Two cautions follow from how CPC works. First, a symbol on a published application describes subject matter under examination, not granted exclusivity; only the issued claims of a B60L grant define scope. Second, CPC symbols can be added or revised during prosecution and reclassification, so a class count is a measure of subject-matter activity, not a fixed legal position.
How B60L sits among the EV classes
An electric-vehicle patent typically spans several classes, and reading B60L against them is what gives the classification its diagnostic value. The pairing with H01M is the most important: H01M covers the electrochemical cell and the chemistry inside it, while B60L covers the vehicle-level electrical operation that the pack feeds. A patent on a new cathode formulation is an H01M invention; a patent on how the vehicle monitors and manages that pack during driving and charging is a B60L invention; a patent that does both will carry symbols from each.
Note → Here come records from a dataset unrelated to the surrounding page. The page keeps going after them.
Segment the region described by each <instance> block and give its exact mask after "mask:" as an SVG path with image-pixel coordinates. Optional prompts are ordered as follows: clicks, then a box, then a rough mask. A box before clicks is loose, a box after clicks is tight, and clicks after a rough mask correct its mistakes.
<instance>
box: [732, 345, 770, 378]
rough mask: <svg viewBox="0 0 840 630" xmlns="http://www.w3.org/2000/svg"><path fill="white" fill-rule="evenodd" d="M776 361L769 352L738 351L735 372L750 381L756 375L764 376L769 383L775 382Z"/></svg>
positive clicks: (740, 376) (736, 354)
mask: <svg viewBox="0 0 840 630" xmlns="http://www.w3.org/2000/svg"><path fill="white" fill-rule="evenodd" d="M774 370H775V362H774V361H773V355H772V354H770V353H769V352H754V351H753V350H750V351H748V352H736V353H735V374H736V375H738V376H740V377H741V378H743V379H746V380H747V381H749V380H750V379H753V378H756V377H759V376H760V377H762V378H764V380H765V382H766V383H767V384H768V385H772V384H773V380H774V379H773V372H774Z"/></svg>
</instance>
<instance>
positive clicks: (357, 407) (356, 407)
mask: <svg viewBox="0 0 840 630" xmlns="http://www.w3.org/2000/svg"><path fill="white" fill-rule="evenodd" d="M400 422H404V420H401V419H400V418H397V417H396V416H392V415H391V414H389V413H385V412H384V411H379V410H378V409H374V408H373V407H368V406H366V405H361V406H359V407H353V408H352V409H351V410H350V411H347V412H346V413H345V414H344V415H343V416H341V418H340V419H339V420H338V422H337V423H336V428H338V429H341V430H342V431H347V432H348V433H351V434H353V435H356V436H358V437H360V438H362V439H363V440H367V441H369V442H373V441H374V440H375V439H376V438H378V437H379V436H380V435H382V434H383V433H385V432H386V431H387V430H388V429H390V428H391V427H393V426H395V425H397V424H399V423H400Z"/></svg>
The split lets an analyst separate chemistry portfolios from drivetrain-and-energy-management portfolios, even within a single company.
Other neighbors fill out the picture. B60K covers the physical arrangement of the propulsion unit in the vehicle; H02J covers power-supply and charging circuit arrangements that are not vehicle-specific; H02K covers the electric machine itself. A charging-control invention may sit at the boundary of B60L and H02J; a traction-motor-control invention at the boundary of B60L and H02K. As with the battery-thermal example, the lead symbol an examiner assigns reflects where the claimed contribution actually lies, so reading the full classification string — not just the first symbol — is what distinguishes a charging-method patent from a connector-hardware patent from a motor-design patent.
Reading the regenerative-braking and monitoring subgroups
Two parts of the B60L title are easy to overlook but heavily used. "Electrodynamic brake systems" is the regenerative-braking clause: inventions that recover kinetic energy back into the pack during deceleration are a B60L surface, which matters because regenerative braking is one of the places where control logic (how much torque to recover, when to blend with friction braking) meets energy management. "Monitoring operating variables" is the clause that captures state-of-charge estimation, state-of-health tracking, and the safety-circuit logic that protects the pack — the software layer of energy management. An assignee filing heavily in the B60L monitoring and braking subgroups is, on the record, patenting the intelligence of the electric drivetrain rather than its hardware. With those readings in mind, B60L remains the cleanest single filter for the electric-propulsion layer of the automotive patent record. The class title is published and maintained by the USPTO as the authoritative definition of the symbol.